Он помолчал и, слыша только скрип пера, начал с другого края. — Мы с Гизом теперь друзья, кто бы мог думать! Если ваше величество меня отпустит, я сяду на коня и поеду охотиться. Королева-мать мне разрешила. Правда, за каждым моим шагом будут неусыпно наблюдать те, кто охотнее стали бы моими убийцами, чем телохранителями.
Перо продолжает скрипеть. — Ну, так я пошел, — заявляет Наварра. — Льет дождь, и мне не хочется выезжать, чувствуя, что за спиной у меня убийцы. Лучше пойду к себе в комнату и поиграю с шутом. Он еще печальнее, чем король.

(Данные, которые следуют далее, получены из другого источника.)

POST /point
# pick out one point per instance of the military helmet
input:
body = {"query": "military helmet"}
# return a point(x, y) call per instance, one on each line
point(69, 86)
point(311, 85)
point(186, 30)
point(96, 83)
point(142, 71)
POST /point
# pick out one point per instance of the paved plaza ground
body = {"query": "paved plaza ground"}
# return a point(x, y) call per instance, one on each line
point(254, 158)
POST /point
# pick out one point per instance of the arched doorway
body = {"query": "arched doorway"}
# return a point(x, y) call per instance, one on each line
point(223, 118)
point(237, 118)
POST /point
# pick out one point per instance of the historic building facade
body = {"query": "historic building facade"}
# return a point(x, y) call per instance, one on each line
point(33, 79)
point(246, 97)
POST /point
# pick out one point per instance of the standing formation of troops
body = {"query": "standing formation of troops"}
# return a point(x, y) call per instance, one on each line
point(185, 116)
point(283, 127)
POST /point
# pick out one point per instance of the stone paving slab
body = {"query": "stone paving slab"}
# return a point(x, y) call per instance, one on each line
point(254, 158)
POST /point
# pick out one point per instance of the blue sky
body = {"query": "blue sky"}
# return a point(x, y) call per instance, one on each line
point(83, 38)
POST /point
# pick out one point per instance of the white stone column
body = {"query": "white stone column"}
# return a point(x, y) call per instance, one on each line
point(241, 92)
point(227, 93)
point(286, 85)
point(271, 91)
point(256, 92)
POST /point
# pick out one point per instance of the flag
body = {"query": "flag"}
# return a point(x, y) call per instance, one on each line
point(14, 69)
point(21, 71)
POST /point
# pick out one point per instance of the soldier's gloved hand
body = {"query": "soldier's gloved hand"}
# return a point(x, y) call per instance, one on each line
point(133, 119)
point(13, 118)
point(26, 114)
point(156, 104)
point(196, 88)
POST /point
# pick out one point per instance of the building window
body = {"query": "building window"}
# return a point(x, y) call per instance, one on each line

Но когда пленник дошел до двери, его снова окликнули. — Кузен Наварра, — сказал король, — я долго тебя ненавидел. Но теперь ты в несчастье, как и я. И причины нашего несчастья — одни и те же события… наши матери… — проговорил он как бы с трудом. Генрих испугался: никогда он не смотрел на вещи с этой точки зрения. Как, его мать виновата в постигших его бедах? Поставить чистую Жанну рядом с мадам Екатериной! Генриха охватило отвращение, и он позабыл, что должен владеть своим лицом. Однако его унылый собеседник ничего не заметил, у короля у самого было тяжело на душе. — Какую еще гнусность она задумала? — спросил он и прямо почернел от овладевших им подозрений.
— Никакой, сир. Королева в отличном расположении духа. Отчего бы и вам не быть в таком же?
— Оттого, что у меня есть еще брат, — раздался неожиданный ответ. Генрих не сразу нашелся, что ответить. Смерть старшего брата не принесла счастья. А теперь король все-таки хочет смерти младшего. Король Франции — прямо какой-то восточный владыка в своем серале, весь остальной мир для него заслонен смертельной опасностью, грозящей ему во дворце от каждого из окружающих. Генрих уж чуял, что воспоследует. Правда, король презирает свою мать за ее мерзости, но тревожит его беспокойный брат д’Алансон. И неизвестно, кого ему придется под конец презирать сильнее: мадам Екатерину или самого себя. Ясно, что он переживает внутреннюю борьбу. Но борется он тщетно; продолжая втайне подстерегать собеседника даже в минуту такой откровенности, стоившей ему стольких мук, он проговорил: — Кузен Наварра! Освободи меня от моего брата д’Алансона!
— Я глубоко тронут, сир, вашим доверием, — заявил Генрих почтительно и поклонился. Таким образом, он не ответил ни да, ни нет. Может быть, король принял его слова за согласие.
— В таком случае, — многозначительно продолжал король, — я смогу тебе верить. — В его голосе все еще слышались подстерегающие нотки, хотя д’Анжу и делал вид, что все это шутка.
— А тогда, — подхватил Генрих с той же многозначительностью, — мне можно будет выезжать верхом без моих убийц?
— Больше того. Кто меня освободит от брата, тот станет наместником всего королевства.
«А уж это ты соврал! — подумал Генрих. — Ну, Валуа, милый мой, теперь ты у меня запоешь!» И он подпрыгнул с чисто ребяческой радостью. — Да я и мечтать об этом не смел! — ликующе воскликнул он. — Наместником всего королевства!
— Сейчас мы это и отпразднуем, — решил король.